Let’s simulate a heavy browser app:

setInterval(() => {
    document.body.appendChild(document.createTextNode('hi'))
}, 3)

It forces the browser to do a repaint (caused by DOM manipulations being made each 3 ms). Now, consider this code:

setInterval(() => {
    document.body.appendChild(document.createTextNode('hi'))
}, 3)

render()

function render() {
    for (let i = 0; i < 20; i++) {
        performUnitOfWork()
    }
}

function performUnitOfWork() {
    sleep(5)
}

function sleep(milliseconds) {
    // sleep for given {milliseconds} period (synchronous)
}

What is the impact of our browser rendering mechanism? Well, render is synchronous, so it freezes browser for 100ms (20 * 5ms = 100ms). No repaint can be made within the time. User input event callbacks neither.
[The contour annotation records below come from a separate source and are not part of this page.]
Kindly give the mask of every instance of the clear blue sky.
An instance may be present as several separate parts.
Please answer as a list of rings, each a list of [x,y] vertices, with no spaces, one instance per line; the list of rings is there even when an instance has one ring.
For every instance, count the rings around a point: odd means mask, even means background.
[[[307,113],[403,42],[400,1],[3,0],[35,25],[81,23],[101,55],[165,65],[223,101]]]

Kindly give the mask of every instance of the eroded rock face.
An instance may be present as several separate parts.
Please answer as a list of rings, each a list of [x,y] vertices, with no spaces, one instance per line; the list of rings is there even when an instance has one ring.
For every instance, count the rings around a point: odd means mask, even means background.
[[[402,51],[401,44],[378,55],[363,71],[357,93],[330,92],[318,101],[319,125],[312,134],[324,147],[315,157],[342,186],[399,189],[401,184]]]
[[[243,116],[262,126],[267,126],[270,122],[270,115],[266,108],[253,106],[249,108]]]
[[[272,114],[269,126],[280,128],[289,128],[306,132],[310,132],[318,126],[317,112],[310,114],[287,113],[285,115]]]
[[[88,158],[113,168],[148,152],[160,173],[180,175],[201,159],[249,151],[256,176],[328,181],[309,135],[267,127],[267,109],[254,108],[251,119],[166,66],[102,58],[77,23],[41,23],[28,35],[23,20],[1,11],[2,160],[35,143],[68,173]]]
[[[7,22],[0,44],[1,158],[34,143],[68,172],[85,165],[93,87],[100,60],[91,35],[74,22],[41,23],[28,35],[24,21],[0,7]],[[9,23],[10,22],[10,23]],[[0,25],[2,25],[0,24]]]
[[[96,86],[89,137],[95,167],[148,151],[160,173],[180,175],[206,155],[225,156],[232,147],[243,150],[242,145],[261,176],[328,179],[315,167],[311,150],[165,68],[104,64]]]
Let’s take a look into Chrome’s “Performance tool” output for a given code:

Performance listing
Fig 2. Performance listing (blocking thread with sleep function)

In the example, we drop frames for more than 100ms (see vertical dotted lines, they show you when the frame ends). As mentioned earlier — the browser does a repaint each ~16.6 ms (60 frames per second). In this case, repaints are delayed which freezes any animation performing at the time. User input handlers are delayed as well. This is not what we want, right?

Now, let’s assume the provided render function is a React 15.x implementation of render mechanism. During the process, React tracks changes, calls our life-cycle methods, compares props, etc. It is a time-consuming process that might take a long time to compute, especially in heavy apps.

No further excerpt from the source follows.